Table 3. Test conditions.

Conditions	Sinking Depth		Wave Height
	Model (cm)	Prototype (m)	Model (cm)	Prototype (m)
Condition 1-A~C	14	7	1/3/5	0.5/1.5/2.5
Condition 2-A~C	24	12	1/3/5	0.5/1.5/2.5
Condition 3-A~C	34	17	1/3/5	0.5/1.5/2.5
Condition 4-A~C	44	22	1/3/5	0.5/1.5/2.5
Condition 5-A~C	54	27	1/3/5	0.5/1.5/2.5

.

3. Experimental Results and Discussion

3.1. Motion Responses

Recognizing the importance of the motion response of the wind turbine during in-water sinking, the top of the nacelle is equipped with an acceleration sensor and inclinometer for measuring the surge acceleration, heave acceleration, and pitch angle of the OWT–BF [28]. Comprising the bucket base and the transition section, the BF exhibits significant differences in body shape. To represent the relationship between the sinking depth and the height of the bucket base more intuitively, the relative sinking depth k is employed to indicate various sinking states. This involves expressing k as the ratio of the sinking depth to the height of the bucket base. If k is 1, the water surface aligns precisely with the top cover of the bucket. If k is less than 1, the water surface contacts the bucket base. If k is greater than 1, the water surface contacts the transition section, as depicted in Figure 4.

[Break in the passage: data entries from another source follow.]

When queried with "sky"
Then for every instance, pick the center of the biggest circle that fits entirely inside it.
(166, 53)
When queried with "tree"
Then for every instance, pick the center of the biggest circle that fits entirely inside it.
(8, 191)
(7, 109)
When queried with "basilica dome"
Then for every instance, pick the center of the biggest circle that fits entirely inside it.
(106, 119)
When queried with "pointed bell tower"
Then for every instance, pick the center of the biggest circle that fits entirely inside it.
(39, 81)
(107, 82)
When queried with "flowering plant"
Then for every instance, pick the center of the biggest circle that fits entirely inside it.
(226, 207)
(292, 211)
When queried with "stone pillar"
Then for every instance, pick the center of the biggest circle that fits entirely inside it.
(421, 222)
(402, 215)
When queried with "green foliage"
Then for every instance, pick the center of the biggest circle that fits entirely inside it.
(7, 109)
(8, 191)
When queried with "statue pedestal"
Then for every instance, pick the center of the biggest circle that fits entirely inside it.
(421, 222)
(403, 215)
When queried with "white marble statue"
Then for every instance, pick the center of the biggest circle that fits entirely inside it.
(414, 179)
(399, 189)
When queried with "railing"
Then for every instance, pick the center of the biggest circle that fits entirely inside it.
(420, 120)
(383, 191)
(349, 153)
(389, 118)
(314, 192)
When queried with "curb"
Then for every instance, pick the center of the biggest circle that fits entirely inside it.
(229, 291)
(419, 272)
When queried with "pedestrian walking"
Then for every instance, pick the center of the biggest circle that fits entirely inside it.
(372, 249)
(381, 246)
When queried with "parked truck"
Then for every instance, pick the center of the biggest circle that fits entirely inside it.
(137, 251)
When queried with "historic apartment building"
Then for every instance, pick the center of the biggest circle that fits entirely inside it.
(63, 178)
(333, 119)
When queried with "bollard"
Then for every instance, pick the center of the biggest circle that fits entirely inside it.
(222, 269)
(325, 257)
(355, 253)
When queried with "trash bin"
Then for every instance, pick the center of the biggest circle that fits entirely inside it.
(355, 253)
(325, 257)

Figure 5 illustrates the surge acceleration, heave acceleration, and pitch angle of the OWT–BF under varying wave-height conditions at each sinking depth. It is evident that the surge acceleration, heave acceleration, and pitch angle exhibit an increase with the rising wave height at each sinking depth. In identical conditions, the surge acceleration significantly surpassed the heave acceleration. For wave heights less than 5 cm, pitch angles remained within 2°.

For k values less than 1, the surge acceleration decreased with an increase in k. This occurs because the height difference between the liquid surface inside and outside the bucket remains unchanged until the water surface reaches the top cover of the bucket. As k increased, the gas volume in the compartment decreased, and, concurrently, the liquid volume and surge radiation damping increased, resulting in a decrease in surge acceleration. Two factors contribute to the decrease in the pitch motion during this stage. On the one hand, both the additional mass and the radiation damping of the pitch increase with the growing sinking depth. On the other hand, the reduction in the distance between the center of gravity and the center of buoyancy enhances stability.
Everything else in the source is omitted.